“If you’re not willing to invest your own money into the assets that you’re generating, then you shouldn’t be selling it to anybody else,” says Andrew McVeigh, managing partner at Sydney-based alternative asset manager Remara. “It’s that simple.”
Alignment between manager and investor is central to the credit platform McVeigh has built. While the debate around private credit continues to split views among advisers, McVeigh believes the question of alignment is the most important one a client or adviser can ask.
“We do have skin in the game,” he says. “We do have risk retention. We do invest in a multitude of equity-like structures behind investors. That ensures we’re treating our investors appropriately. We’re not arbitraging with fees or putting money out the door without consequence.”
In a landscape where opaque fee structures and yield-chasing behaviour still persist, McVeigh believes discipline and predictability are the defining traits of well-structured credit investments. “Default fees go to our investors. Establishment fees go all the way through the structure and come out the bottom of the waterfall. That’s important,” he says.
Remara’s core platform focuses on asset-backed loans to Australian small-to-medium-sized enterprises (SMEs), delivered through securitised structures that offer self-amortising, monthly principal and interest repayments. “You don’t really want a large pool of assets where you need to do a lot of work to extract the value,” McVeigh says. “Securitised credit deals with that. These are granular pools, self-liquidating, and you know what you’re getting.”
For McVeigh, this isn’t just about protecting investor capital, it’s also about eliminating noise. “Credit gives you the ability to invest and get rid of the distraction,” he says. “You’re not worried about whether the Nasdaq’s up or down. You’re not worried about what Trump’s saying. There’s value in that, for us as a manager, for advisers, and for investors.”
That ‘distraction-free’ return profile, underpinned by contractual cash flows, is why Remara sees private credit, and particularly securitised SME credit, as suitable for long-term allocations across different investor profiles.
“We’ve created four different credit funds that go across our capital stack,” McVeigh explains. “Not every investor is the same. Some are 35 and looking for growth, others are approaching retirement and want certainty of capital and liquidity. Our funds map to that.”
The liquidity profile is often misunderstood, particularly when compared to public markets. McVeigh offers a personal example: a hybrid security he once owned that fell from $99 to $19 during the GFC, despite paying its coupon and being redeemed at par. “There was nothing wrong with the credit,” he says. “You just didn’t have a bid.”
That experience informs how he thinks about structuring liquidity today. “There’s a lot of embedded liquidity in the market at the moment, but my view is we are getting closer to a credit event than further away,” he warns.

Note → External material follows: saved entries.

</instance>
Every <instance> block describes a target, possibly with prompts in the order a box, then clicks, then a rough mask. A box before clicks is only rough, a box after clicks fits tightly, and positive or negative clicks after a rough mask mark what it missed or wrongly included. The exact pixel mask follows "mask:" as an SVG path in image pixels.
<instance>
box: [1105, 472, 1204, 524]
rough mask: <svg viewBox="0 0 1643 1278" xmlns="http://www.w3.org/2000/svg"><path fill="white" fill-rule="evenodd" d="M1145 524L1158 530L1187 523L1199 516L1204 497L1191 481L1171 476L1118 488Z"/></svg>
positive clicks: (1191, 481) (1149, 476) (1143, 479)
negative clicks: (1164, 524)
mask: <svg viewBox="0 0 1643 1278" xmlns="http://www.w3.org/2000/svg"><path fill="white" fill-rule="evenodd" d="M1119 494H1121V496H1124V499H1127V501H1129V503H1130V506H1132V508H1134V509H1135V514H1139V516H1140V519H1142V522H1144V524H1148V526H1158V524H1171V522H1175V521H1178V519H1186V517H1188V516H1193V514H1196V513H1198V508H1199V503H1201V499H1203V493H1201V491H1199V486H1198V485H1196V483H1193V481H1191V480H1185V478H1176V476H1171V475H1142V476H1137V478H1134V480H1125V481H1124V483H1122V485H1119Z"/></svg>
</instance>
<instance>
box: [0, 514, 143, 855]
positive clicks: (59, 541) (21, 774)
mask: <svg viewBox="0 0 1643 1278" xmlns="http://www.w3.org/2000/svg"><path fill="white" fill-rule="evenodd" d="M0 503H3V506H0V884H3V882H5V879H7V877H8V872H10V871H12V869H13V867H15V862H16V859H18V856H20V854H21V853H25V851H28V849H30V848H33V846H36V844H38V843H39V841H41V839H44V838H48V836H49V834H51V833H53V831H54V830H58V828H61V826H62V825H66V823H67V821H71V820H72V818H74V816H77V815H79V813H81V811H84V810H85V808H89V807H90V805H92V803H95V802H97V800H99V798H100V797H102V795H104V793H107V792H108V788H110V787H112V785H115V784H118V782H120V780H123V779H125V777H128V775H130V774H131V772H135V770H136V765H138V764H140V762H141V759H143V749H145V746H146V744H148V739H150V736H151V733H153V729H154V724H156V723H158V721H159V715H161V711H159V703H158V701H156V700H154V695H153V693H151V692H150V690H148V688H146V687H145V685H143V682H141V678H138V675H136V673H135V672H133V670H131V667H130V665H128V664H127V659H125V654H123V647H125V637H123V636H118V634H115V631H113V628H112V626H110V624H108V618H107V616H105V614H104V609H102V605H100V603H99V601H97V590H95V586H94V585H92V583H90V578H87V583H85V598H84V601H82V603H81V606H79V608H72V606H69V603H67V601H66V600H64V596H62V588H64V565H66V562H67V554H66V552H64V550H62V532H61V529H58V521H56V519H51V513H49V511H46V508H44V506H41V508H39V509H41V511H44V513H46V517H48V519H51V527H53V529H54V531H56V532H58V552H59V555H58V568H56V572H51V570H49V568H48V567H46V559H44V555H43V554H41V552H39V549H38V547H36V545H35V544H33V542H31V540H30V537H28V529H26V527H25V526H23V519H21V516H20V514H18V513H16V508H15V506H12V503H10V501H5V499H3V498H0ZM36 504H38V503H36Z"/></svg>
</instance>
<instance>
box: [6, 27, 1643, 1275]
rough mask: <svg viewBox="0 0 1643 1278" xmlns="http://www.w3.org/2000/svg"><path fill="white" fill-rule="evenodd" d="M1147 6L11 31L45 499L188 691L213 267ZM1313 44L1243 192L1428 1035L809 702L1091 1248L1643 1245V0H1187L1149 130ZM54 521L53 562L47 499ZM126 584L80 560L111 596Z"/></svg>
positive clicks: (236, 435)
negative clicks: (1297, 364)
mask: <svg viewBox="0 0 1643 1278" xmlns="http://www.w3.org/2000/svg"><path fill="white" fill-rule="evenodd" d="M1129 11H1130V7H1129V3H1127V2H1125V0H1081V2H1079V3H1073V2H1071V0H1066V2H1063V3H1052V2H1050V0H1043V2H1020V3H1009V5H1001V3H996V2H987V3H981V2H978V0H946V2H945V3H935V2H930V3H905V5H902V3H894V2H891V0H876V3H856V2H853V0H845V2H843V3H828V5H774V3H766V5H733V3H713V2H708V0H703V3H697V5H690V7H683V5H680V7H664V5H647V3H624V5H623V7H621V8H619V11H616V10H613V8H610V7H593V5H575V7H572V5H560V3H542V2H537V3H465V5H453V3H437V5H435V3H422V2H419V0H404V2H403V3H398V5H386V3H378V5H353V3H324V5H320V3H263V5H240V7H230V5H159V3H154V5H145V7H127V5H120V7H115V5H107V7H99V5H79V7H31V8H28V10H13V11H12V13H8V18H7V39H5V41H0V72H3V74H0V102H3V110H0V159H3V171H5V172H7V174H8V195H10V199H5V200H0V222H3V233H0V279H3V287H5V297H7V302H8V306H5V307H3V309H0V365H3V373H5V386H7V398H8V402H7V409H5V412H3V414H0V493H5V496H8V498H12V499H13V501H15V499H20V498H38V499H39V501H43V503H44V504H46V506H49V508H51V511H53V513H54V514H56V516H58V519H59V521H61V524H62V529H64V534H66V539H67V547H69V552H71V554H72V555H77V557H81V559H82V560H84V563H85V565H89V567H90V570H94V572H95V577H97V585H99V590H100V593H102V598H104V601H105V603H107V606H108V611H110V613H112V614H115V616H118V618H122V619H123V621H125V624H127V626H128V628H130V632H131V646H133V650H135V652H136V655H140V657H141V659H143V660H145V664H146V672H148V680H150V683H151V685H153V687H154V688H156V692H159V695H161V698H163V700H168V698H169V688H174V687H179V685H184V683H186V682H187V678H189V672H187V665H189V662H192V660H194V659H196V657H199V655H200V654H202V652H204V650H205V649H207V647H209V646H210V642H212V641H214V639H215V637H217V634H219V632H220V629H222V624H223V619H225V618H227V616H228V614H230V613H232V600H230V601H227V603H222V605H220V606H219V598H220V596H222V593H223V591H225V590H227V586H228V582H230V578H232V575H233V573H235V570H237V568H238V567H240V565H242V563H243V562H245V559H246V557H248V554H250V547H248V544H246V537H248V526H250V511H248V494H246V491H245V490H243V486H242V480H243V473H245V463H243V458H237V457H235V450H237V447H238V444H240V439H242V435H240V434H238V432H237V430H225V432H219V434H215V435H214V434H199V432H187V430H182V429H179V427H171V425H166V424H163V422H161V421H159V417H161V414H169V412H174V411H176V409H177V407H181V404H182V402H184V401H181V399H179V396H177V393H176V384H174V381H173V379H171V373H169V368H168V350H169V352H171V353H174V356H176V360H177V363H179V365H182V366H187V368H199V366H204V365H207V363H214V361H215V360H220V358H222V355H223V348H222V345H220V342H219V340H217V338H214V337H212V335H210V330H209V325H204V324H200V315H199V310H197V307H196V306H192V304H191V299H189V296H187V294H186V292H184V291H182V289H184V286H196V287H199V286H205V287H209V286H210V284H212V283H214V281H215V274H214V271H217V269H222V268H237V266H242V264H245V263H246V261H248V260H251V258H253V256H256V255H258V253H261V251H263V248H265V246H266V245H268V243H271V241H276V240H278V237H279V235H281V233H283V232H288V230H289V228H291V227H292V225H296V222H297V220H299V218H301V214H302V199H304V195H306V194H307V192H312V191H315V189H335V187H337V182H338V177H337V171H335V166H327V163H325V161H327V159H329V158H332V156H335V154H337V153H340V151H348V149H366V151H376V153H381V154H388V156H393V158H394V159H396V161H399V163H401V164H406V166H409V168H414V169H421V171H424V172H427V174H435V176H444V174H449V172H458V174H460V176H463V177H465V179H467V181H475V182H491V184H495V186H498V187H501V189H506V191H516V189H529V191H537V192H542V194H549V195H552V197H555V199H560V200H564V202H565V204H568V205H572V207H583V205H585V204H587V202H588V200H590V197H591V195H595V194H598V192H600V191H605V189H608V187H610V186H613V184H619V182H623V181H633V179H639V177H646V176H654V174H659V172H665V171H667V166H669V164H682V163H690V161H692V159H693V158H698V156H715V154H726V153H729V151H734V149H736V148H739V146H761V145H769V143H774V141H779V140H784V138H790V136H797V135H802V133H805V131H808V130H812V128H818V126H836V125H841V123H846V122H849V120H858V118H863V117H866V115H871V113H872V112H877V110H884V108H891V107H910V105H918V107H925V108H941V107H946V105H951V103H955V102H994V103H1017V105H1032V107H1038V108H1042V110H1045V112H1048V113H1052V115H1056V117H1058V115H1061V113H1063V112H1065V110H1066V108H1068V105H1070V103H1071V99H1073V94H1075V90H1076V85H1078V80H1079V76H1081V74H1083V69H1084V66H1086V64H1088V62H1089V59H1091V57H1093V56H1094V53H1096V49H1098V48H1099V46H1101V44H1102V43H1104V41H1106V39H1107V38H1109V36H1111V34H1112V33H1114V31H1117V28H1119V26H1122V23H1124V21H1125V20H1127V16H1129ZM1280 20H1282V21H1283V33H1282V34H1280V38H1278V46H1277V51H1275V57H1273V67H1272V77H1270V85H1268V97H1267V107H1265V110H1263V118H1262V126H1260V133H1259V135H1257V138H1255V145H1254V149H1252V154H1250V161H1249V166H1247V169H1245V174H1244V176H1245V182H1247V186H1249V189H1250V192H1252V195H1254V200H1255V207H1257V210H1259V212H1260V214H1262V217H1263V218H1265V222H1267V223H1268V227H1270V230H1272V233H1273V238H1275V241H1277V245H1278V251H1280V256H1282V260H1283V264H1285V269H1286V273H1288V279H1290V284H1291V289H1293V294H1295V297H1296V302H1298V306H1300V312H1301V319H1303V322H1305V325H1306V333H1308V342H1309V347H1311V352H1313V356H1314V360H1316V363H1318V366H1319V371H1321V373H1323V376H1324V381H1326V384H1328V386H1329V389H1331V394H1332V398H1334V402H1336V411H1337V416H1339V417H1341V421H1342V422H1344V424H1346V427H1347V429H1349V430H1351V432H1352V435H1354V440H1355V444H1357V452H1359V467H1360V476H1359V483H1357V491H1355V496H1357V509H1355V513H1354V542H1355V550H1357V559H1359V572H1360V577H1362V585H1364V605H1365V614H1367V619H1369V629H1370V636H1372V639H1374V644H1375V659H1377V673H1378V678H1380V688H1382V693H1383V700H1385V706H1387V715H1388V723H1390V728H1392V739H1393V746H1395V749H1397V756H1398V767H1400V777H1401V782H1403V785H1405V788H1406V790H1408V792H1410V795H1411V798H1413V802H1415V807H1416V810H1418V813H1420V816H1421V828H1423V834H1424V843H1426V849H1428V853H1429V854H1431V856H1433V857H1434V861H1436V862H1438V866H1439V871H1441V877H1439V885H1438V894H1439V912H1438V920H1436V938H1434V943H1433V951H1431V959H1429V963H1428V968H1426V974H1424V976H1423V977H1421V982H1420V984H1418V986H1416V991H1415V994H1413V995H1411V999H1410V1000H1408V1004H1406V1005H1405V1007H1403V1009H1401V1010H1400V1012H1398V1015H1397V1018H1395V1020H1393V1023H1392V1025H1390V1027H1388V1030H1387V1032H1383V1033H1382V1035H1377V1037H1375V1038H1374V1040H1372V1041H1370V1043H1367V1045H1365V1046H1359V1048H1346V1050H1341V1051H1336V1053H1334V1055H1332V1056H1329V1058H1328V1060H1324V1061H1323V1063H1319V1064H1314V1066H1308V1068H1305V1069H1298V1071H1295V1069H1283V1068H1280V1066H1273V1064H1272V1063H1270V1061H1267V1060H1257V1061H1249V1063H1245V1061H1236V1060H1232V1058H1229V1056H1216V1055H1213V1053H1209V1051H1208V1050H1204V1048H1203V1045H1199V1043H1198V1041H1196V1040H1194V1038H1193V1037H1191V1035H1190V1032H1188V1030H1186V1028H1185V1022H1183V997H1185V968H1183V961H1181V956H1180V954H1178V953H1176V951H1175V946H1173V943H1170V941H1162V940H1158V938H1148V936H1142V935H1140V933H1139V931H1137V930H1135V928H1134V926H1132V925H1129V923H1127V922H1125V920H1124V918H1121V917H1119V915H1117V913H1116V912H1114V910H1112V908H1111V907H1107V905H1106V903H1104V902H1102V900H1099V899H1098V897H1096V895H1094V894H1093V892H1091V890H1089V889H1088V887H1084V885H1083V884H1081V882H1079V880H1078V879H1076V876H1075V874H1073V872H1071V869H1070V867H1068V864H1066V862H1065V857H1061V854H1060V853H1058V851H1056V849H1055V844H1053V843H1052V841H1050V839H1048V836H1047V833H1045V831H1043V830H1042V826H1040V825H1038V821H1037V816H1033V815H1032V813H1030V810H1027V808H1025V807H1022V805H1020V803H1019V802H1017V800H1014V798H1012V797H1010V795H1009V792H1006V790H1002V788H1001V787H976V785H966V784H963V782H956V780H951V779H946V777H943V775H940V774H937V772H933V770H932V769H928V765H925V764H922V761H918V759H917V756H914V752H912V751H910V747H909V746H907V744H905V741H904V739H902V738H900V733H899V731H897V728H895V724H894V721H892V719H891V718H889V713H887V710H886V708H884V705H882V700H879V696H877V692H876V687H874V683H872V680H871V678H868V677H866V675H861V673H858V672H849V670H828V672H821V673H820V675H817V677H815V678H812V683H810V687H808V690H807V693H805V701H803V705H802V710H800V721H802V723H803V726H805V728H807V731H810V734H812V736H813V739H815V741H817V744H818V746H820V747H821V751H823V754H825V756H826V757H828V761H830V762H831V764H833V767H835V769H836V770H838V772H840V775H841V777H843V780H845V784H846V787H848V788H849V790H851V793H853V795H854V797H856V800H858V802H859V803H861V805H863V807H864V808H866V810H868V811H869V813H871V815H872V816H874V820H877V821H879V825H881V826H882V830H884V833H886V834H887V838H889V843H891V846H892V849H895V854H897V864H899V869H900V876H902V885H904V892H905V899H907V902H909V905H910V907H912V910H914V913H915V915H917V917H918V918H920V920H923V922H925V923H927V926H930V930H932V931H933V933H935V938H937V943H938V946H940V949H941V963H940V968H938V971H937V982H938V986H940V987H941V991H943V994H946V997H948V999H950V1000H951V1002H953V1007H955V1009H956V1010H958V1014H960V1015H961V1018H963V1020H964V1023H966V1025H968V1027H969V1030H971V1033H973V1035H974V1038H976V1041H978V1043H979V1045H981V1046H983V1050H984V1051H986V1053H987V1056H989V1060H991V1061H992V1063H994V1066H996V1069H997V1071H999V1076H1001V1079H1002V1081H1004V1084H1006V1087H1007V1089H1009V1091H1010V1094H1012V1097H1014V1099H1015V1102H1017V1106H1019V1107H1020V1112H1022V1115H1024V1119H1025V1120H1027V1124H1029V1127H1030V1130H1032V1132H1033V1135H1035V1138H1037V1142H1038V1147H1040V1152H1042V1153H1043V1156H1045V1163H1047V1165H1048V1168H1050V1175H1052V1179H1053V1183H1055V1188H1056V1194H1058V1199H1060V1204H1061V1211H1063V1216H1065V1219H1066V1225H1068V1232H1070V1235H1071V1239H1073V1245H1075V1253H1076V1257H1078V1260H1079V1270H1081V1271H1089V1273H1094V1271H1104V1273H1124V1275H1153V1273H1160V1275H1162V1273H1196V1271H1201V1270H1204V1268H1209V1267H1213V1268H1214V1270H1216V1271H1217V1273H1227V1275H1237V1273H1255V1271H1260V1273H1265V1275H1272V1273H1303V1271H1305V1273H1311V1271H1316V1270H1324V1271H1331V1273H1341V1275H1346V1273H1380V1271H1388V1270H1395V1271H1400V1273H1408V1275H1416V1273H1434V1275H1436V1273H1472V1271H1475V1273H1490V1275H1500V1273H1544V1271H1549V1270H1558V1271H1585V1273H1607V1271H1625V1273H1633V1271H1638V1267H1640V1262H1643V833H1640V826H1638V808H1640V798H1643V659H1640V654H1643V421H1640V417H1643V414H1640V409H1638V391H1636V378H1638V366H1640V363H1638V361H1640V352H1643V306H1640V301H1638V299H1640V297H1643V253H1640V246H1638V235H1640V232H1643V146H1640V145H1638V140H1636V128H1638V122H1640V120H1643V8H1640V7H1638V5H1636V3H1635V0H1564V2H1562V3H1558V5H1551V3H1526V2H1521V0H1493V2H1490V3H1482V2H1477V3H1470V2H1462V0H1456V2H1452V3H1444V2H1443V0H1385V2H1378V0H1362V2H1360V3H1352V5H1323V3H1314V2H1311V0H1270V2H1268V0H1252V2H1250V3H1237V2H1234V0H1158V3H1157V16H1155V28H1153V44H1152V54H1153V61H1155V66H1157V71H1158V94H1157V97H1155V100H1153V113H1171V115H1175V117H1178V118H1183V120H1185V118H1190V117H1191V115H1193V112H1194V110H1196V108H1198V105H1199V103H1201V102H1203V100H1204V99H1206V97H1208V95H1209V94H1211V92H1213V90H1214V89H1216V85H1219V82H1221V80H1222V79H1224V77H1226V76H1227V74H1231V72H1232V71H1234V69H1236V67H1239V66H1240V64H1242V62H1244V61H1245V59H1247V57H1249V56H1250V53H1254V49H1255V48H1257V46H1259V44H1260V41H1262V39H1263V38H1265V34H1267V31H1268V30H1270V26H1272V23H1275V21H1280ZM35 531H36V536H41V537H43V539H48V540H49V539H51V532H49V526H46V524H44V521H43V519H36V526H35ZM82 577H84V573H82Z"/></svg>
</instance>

Remara currently manages $2.8 billion, with $2 billion of that coming from institutions including US and Australian banks and pension funds. The remaining $800 million is sourced from advised and direct investors. “Understanding who is investing in the pool is critical,” McVeigh says. “If you’re uncertain about the asset class or the manager, don’t invest. It’s that simple.”
He believes part of the value in securitised SME credit is in the design of the structure itself. “When we create a pool, we’re flexing the structure against past stress events, the GFC, the 1991 recession. If everything stays the same, you’ll get your statistical outcome. If something does go wrong, that’s already embedded in the risk profile.”
Crucially, that risk modelling is independently verified. “It’s not us marking our own homework,” he says. “We work within levels set by Moody’s, S&P and Fitch. You’re working on four or five standard deviations in terms of risk characteristics. That gives consistency.”
While the mechanics of credit structuring may not appeal to every client, the outcomes do. “You get principal back; you get to redeploy the cash. You’re not waiting five years to be repaid and guessing what the market will look like then,” he says. “You’ve got liquidity windows that reflect real conditions.”
At the heart of Remara’s approach is an insistence on alignment. “You want to be investing with someone who loses their money first,” McVeigh says. “Because they’ll act in accordance with protecting their funds, and through protecting their funds, they’re protecting yours.”